Wolf Haas – Junger Mann
Roman | Hoffmann und Campe | 238 Seiten | 22,00 Euro
Der junge Ich-Erzähler in Wolf Haas‘ neuem Roman jobbt in seinem österreichischen Heimatdorf an der Tankstelle. Da wir irgendwann in den 1970ern sind, wischt er bei den wartenden Autos auch gleich die Scheiben und erblickt eines Tages dabei das wunderschöne Gesicht einer jungen Frau – und ist sofort „um den Verstand verliebt“. Leider ist er ein bisschen zu jung und ein bisschen zu dick für die verheiratete Elsa, doch das hält ihn nicht davon ab, sich für sie auf dem Fahrrad abzustrampeln oder ihr Englisch beibringen zu wollen. Dann bittet ihn Elsas Mann, ein LKW-Fahrer, plötzlich, ihn auf eine Fahrt nach Griechenland zu begleiten.
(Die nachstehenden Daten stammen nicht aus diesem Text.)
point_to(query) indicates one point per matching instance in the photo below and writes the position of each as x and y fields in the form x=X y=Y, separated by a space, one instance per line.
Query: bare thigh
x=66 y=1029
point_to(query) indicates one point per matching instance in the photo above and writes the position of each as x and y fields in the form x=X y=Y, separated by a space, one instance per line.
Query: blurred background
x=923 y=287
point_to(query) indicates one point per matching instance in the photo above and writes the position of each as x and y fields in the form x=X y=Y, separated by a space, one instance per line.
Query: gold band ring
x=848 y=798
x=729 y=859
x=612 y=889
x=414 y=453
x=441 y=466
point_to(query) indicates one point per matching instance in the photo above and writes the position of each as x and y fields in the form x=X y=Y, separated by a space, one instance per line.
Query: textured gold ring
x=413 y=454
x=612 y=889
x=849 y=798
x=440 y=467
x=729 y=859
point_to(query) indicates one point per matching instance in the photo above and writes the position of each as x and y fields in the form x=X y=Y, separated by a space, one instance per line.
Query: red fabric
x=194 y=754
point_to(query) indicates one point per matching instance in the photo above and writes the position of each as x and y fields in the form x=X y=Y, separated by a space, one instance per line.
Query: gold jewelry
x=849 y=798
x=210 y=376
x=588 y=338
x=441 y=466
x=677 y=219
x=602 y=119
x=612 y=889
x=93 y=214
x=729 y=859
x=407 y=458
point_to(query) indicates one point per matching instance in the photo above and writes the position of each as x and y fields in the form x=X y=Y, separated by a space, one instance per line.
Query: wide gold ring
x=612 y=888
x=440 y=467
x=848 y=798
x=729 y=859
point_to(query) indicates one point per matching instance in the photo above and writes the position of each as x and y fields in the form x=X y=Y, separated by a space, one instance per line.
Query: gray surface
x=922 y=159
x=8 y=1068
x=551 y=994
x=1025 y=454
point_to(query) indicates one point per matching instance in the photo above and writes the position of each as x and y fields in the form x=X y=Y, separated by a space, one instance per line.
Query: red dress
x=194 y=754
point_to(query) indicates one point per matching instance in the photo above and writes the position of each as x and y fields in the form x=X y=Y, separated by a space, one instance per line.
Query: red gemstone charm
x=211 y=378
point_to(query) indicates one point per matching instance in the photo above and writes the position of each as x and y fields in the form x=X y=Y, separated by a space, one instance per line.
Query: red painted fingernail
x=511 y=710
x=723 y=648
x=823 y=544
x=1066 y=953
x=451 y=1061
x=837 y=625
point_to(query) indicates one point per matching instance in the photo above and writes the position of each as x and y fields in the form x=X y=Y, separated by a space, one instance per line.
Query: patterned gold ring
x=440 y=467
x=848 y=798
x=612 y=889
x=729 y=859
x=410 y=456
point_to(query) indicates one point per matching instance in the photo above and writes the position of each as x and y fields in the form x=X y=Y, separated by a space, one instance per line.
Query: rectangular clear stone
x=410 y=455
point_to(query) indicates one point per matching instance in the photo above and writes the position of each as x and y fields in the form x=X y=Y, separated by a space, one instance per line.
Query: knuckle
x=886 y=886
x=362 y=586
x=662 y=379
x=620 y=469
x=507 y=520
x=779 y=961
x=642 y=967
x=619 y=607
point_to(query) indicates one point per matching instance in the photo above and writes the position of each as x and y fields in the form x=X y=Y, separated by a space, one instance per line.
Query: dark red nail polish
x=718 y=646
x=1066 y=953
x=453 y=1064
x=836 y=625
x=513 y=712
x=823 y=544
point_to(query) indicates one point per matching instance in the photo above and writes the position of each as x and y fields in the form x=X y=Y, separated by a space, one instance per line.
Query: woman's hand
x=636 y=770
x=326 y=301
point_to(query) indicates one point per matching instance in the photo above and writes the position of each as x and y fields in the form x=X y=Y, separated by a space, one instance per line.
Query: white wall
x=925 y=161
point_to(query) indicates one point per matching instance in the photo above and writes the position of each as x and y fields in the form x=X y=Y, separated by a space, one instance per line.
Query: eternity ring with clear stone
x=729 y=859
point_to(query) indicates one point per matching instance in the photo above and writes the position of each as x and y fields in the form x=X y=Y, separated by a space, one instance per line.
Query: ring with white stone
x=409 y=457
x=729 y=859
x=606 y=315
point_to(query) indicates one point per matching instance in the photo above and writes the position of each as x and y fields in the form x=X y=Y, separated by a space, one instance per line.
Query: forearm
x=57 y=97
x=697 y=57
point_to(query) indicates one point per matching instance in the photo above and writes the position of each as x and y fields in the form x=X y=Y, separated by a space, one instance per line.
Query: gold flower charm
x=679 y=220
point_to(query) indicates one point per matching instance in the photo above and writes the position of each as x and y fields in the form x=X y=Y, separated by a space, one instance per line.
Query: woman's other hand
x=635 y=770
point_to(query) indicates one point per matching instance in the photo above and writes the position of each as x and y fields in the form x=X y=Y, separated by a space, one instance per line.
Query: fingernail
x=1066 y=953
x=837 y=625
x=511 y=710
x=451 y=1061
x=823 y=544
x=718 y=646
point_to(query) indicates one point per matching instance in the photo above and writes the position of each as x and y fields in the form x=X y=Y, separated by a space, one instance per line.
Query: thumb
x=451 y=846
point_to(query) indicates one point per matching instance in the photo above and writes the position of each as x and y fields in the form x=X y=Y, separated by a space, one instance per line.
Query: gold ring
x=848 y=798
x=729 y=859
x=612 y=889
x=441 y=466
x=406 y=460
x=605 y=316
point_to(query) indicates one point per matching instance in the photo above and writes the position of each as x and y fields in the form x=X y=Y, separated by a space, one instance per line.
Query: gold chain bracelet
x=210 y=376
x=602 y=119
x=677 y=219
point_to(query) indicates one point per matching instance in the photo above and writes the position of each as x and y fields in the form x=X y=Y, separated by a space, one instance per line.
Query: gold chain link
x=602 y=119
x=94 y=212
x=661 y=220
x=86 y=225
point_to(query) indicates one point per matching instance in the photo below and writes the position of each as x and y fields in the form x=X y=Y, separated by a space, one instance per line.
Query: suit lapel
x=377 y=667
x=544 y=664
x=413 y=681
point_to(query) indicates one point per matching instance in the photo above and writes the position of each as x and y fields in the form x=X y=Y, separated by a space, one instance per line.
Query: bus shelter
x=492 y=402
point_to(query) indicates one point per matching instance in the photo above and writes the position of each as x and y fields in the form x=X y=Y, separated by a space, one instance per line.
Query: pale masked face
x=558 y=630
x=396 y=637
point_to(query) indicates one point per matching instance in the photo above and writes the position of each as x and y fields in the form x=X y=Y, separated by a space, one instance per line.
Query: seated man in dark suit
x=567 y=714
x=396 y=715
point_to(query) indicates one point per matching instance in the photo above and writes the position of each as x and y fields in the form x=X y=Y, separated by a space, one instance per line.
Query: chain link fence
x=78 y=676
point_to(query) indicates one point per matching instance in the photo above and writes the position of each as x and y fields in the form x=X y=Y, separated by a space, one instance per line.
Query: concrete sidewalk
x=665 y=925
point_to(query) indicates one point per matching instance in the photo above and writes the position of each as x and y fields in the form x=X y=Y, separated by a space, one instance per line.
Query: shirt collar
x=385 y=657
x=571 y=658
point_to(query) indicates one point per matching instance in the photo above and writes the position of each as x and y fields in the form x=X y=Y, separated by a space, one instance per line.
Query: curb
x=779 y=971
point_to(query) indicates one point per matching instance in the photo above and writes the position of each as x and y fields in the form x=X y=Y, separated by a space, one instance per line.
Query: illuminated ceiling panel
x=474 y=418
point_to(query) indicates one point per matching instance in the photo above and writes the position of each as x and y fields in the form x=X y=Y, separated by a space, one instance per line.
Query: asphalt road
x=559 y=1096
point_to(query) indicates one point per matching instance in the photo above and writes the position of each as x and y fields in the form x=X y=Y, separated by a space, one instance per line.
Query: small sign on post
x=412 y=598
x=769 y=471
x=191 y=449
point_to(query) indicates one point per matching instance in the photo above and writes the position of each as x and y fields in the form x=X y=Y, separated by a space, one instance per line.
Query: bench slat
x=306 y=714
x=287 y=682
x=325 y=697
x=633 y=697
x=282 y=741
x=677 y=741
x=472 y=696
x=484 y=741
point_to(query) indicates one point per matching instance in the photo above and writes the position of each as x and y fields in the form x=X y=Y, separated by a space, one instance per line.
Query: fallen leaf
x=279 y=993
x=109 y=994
Und das verändert alles … Mit kurzen, aber sehr auf den Punkt gebrachten und lakonischen Sätzen erzählt Haas eine Geschichte von der ersten großen Liebe, dem Tod und dem mühsamen Weg zum Erwachsenwerden. Dank seines unnachahmlichen Stils ist das äußerst unterhaltsam!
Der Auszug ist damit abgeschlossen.